‘Friends,’ ‘Taxi’ stars toast pre-eminent sitcom director
LOS ANGELES (AP) – You don’t have to thank James Burrows, given that Jennifer Aniston, Ted Danson and Jim Parsons are lavishing him with praise and gratitude.
But if you’re a TV viewer who ever got a giggle or chortle or belly laugh out of “Friends” or “Cheers” or “The Big Bang Theory,” you may also want to tip your hat to the director, the acknowledged master of the three-camera sitcom.
Burrows steps into the spotlight to receive his due in NBC’s “Must See TV: An All-Star Tribute to James Burrows,” airing from 9 to 11 p.m. Sunday.
The special features 40-plus actors from the above shows and “Taxi,” “Frasier,” “Will & Grace,” and “Mike & Molly” – all beneficiaries of the Burrows touch.
The stars’ memories of working with him are punctuated by series clips, with Jane Lynch and Andy Cohen as moderators for the evening taped at the Hollywood Palladium theater.

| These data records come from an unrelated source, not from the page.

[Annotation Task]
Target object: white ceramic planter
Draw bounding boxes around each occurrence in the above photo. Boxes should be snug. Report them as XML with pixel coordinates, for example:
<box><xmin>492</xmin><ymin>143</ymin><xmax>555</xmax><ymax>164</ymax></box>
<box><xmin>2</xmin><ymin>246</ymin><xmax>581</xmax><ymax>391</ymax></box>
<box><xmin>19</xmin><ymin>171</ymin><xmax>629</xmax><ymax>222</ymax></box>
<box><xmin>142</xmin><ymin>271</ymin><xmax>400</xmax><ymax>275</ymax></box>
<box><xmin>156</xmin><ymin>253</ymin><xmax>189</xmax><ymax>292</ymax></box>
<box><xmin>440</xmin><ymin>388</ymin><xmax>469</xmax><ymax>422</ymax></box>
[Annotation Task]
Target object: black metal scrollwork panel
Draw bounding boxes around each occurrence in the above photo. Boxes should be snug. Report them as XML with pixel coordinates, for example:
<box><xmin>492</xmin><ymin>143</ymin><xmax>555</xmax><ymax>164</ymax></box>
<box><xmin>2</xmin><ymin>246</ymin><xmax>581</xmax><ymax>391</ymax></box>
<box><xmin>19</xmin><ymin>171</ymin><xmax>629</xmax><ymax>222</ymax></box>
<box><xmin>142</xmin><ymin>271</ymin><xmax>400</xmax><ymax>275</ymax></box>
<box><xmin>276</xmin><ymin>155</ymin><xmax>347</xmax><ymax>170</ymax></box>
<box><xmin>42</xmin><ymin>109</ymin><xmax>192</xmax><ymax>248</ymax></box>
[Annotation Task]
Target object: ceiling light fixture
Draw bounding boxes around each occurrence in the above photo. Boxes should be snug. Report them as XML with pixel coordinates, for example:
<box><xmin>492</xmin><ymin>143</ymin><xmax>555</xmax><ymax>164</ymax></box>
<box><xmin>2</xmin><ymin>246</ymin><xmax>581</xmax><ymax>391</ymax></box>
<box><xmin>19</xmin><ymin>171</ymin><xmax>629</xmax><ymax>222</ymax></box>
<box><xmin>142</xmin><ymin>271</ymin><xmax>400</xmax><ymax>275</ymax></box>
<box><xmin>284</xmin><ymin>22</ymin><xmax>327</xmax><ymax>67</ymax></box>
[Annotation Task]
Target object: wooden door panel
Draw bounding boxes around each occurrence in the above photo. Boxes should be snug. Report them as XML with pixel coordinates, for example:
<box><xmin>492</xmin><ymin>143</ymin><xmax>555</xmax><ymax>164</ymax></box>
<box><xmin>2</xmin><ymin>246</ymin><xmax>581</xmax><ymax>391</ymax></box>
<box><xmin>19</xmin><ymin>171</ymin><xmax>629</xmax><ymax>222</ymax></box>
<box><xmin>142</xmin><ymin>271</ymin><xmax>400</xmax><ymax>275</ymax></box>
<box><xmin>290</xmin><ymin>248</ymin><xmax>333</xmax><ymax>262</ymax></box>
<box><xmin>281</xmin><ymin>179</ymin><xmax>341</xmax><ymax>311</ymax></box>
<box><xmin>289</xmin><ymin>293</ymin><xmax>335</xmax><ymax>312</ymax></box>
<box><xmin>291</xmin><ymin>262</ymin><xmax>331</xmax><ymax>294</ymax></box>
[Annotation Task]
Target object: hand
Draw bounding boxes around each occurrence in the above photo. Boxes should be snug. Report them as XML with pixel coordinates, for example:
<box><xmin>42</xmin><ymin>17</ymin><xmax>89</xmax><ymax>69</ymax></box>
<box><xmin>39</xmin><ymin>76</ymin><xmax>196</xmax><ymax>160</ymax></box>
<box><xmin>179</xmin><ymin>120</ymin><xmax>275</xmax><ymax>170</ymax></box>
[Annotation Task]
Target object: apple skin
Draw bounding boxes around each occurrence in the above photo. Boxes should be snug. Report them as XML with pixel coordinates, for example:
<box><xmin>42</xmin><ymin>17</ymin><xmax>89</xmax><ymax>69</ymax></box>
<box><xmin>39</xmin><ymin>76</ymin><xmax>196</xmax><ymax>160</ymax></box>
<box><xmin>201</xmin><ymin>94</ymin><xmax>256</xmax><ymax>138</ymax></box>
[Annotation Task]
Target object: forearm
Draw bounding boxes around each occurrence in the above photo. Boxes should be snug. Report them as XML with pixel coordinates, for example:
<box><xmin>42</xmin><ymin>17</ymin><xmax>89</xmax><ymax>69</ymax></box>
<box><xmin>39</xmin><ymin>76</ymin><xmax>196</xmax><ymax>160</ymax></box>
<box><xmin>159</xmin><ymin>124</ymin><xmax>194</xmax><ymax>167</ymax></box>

“I call Steven Spielberg the Jimmy Burrows of feature film,” said “Will & Grace” star Sean Hayes, an executive producer for the special. “Bob Newhart said it best: After two hit shows, you can call it luck. After 50, it’s talent.”
There’s teamwork and alchemy in every TV success, of course, but Burrows clearly has the knack of making even the best projects better. His 10 prime-time Emmys and four Directors Guild awards attest to that.
He took a medium commonly accepted as the property of writers, one in which itinerant directors tend to bump from series to series, episode to episode, and made it his own.
A deluge of scripts still comes his way each year from producers who hope Burrows will give their pilots the edge needed to gain network acceptance. The lucky few win his services throughout the season; “Cheers” had him exclusively, and he directed the full run of “Will & Grace.”
He hit the 1,000-episode milestone on the upcoming NBC series, “Crowded.”
The soft-spoken Burrows, 75, declines to embrace the “genius” label some have tagged him with. But he acknowledges he’s a good fit with the multi-camera format taped in front of a studio audience.
“I’m a theater rat. I was born in the business,” said the son of writer-director Abe Burrows, whose Broadway credits included “Guys and Dolls,” “How to Succeed in Business Without Really Trying” and “Cactus Flower.”
His father “used to trundle me along to rehearsals. … It would sink in while I would dream and run around the theater,” Burrows told a recent teleconference.
After a start directing summer stock and dinner theater, Burrows moved to TV in the 1970s, getting his big break on “The Mary Tyler Moore Show” and never switching to single-camera comedies like “Modern Family.”
Every sitcom taping with an audience represents a thrilling “opening night for me,” Burrows said.
He doesn’t defer to writers by limiting himself to camera angles. He deftly improvises shtick, suggests rewrites when lines aren’t working and draws the actors into the process with a license to experiment.
Hayes said he found a generous and creative soul mate in Burrows.
“He thinks left-of-center and he thinks in a very physical way,” he said. One example: A “Will & Grace” scene in which Hayes’ character, Jack, declares he is bored.
“Jimmy said, ‘Do a headstand on the chair.’ That made no sense, and it was hilarious,” recalled Hayes.
It was a breeze bringing together almost all of the cast members of the seven shows being highlighted and other stars despite their busy schedules, said Hayes and fellow producer John Irwin.
I don’t know if there is any force of nature that these people would have come together for the way they did,” Irwin said. “It’s a testament to how much people love this guy.”